Colon cancer lymph node metastasis were cultured with progressive levels of fluorouracil to build increasing levels of chemoresistance. EVs were harvested from cell culture supernatant by ultracentrifugation (see Fig. 1) to serve as a model for circulating cancer cell-derived biomarker carriers from body fluids (i.e., liquid biopsy).
In this work, differential expression of proteins in EVs, measured by MALDI-TOF-MS, as the result of an increasing chemoresistance of their parent cells was observed (1).
Read Journal Article: MALDI-MS Protein Profiling of Chemoresistance in Extracellular Vesicles of Cancer Cells (2018)
Samples and Methods
EVs and cell extracts derived from primary colon tumour, lymph node metastasis subclones resistant to 5, 25 and 125 µM 5-fluorouracil (FU) were provided by Dr. Gerald Stübiger at the Medical University of Vienna. Using the MALDI-8020 MALDI-TOF-MS system, protein mass spectra were recorded using CHCA in the range m/z 2,000−25,000 and subjected to multivariate data analysis (eMSTAT Solution™ software, Shimadzu), see Fig. 1. By using hierarchical clustering, PLS-DA, discriminatory protein patterns of the EVs from different cell populations were obtained.
Results
A representative mass spectrum for one of the EV samples is shown in Fig. 2. The sensitivity of the MALDIMS based assay was in the low μg/mL (≈1.2−5 × 1010 particles/mL) range (data not shown).

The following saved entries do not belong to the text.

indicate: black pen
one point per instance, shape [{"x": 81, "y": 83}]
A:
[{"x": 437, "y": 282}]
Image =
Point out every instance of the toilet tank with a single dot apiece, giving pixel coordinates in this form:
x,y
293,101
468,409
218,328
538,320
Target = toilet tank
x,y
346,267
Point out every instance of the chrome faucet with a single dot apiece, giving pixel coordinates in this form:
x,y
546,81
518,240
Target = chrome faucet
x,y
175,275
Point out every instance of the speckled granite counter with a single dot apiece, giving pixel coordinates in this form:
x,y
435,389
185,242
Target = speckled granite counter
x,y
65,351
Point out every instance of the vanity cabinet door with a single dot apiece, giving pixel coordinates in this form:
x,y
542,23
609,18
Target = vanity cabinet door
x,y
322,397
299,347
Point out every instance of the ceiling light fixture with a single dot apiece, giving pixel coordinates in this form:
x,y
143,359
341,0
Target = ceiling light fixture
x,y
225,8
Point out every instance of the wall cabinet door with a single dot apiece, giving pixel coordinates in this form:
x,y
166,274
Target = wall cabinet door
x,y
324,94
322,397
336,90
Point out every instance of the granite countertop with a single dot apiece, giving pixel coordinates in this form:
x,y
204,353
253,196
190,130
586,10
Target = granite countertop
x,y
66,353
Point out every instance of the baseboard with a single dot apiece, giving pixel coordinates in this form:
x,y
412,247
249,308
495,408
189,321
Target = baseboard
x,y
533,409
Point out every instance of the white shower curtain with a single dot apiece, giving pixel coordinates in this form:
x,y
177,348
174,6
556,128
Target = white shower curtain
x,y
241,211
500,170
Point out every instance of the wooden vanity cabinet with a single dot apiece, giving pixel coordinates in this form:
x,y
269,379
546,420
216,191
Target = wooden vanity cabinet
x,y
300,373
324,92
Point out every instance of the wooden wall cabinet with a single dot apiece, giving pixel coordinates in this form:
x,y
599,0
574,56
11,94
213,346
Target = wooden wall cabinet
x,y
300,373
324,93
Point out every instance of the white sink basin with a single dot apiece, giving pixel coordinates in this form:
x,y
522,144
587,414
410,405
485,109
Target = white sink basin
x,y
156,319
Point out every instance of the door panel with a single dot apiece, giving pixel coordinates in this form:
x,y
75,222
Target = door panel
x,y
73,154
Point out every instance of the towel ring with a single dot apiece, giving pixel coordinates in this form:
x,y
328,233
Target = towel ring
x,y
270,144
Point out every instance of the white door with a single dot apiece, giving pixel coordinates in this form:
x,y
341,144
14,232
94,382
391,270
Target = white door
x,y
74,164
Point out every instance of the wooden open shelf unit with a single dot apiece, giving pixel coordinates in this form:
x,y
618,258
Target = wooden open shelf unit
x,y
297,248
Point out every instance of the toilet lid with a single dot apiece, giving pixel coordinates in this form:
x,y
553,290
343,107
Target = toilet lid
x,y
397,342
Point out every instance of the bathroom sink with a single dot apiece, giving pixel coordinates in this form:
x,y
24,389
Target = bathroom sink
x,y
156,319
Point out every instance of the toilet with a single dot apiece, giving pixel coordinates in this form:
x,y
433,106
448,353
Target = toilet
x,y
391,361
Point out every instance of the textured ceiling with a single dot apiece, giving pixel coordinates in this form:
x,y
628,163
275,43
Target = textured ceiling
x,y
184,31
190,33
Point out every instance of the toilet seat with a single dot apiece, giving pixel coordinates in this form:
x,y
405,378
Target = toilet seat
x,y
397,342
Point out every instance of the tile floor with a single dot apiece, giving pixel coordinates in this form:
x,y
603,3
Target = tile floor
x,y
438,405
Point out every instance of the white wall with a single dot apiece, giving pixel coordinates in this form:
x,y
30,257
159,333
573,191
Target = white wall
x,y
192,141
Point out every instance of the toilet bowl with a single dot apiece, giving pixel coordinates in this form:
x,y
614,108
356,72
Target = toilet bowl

Following data acquisition, the peaklists were imported into eMSTAT Solution for analysis. Replicates for each sample type were grouped together. The software makes it easy for the user to identify the differentiating peaks. The score plot (Fig. 3) shows the distinction between the naive and the fluorouracilresistant sample groups. The fluorouracil-resistant groups share sufficient similarities to be grouped together whilst exhibiting sufficient distinction for those groups to be separated.
Peaks in the range m/z 2,000-7,000 were found to be the most helpful in characterising chemoresistance.
Conclusion
This work highlights the utility of the MALDI-8020 combined with eMSTAT Solution software to facilitate biomarker discovery.
The MALDI-MS protein profiling approach shows the potential to serve as novel tool for minimally invasive cancer diagnostics and chemotherapy monitoring in the future, e.g., for early detection of therapy resistance without biopsy.